A la mañana siguiente, el alumno llegó tarde a la cita. Se disculpó:
—Perdóneme, profesor. Mi tardanza ha sido debida a que he heredado una buena suma de onzas de oro y estaba haciendo planes de cómo distribuirlas.
—¿Qué vas a hacer con tu fortuna? —inquirió el profesor.
—Lo tengo muy bien planeado. Invertiré una suma en hacerme una casa y amueblarla; otra parte en hacerme con los sirvientes oportunos; también daré una fiesta, y, por supuesto, utilizaré una buena parte para libros y otra para obsequiar con ella al hombre que más me ha enseñado en este mundo: mi profesor.
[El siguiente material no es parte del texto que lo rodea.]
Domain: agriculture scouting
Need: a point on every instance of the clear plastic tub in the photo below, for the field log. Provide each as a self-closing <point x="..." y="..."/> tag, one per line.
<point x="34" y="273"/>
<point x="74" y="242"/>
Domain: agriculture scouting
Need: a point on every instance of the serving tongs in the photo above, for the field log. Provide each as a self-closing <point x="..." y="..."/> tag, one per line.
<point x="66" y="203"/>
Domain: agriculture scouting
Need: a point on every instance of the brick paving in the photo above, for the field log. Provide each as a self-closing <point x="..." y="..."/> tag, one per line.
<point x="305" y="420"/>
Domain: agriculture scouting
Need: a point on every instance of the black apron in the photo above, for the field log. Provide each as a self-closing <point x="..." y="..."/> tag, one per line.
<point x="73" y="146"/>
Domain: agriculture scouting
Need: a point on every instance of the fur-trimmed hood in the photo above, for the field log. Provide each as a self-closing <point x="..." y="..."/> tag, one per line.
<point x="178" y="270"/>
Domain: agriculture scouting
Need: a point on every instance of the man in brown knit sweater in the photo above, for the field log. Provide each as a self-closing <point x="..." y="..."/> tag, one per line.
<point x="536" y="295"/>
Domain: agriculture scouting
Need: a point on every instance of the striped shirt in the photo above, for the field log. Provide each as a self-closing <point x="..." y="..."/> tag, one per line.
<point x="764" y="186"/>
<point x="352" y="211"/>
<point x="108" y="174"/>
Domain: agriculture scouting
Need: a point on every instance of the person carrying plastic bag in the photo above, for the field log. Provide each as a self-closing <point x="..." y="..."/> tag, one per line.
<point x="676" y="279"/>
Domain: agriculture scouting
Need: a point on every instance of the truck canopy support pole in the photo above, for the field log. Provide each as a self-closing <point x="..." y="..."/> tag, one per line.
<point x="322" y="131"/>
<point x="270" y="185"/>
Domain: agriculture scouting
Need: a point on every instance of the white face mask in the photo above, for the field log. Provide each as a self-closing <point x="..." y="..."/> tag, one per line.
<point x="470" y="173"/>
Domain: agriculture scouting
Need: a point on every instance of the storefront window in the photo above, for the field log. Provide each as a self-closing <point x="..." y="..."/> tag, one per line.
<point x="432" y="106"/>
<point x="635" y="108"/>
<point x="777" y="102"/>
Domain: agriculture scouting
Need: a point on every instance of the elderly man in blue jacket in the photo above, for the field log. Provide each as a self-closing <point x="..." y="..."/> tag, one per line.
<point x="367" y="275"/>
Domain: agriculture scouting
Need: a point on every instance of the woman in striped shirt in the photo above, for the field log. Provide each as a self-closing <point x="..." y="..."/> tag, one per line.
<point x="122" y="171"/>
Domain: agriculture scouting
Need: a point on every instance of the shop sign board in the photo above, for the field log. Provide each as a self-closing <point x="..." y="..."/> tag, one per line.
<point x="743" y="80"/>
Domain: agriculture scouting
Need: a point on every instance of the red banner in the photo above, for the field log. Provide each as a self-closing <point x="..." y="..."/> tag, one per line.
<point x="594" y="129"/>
El profesor se sintió encantado y halagado. Apenas podía creérselo. Su ira se había desvanecido como el rocío al despuntar el sol.
Déjame que te corresponda —dijo el profesor—. Voy a invitarte a una opípara comida.
Comieron hasta hartarse y bebieron hasta emborracharse. En su embriaguez, empero, el precavido profesor preguntó:
—¿Has guardado bien seguras las onzas de oro?
¡Qué fatalidad, profesor! Créame que iba a guardarlas en un lugar muy seguro, cuando mi madre tropezó conmigo y me despertó. Busqué las onzas pero se habían esfumado.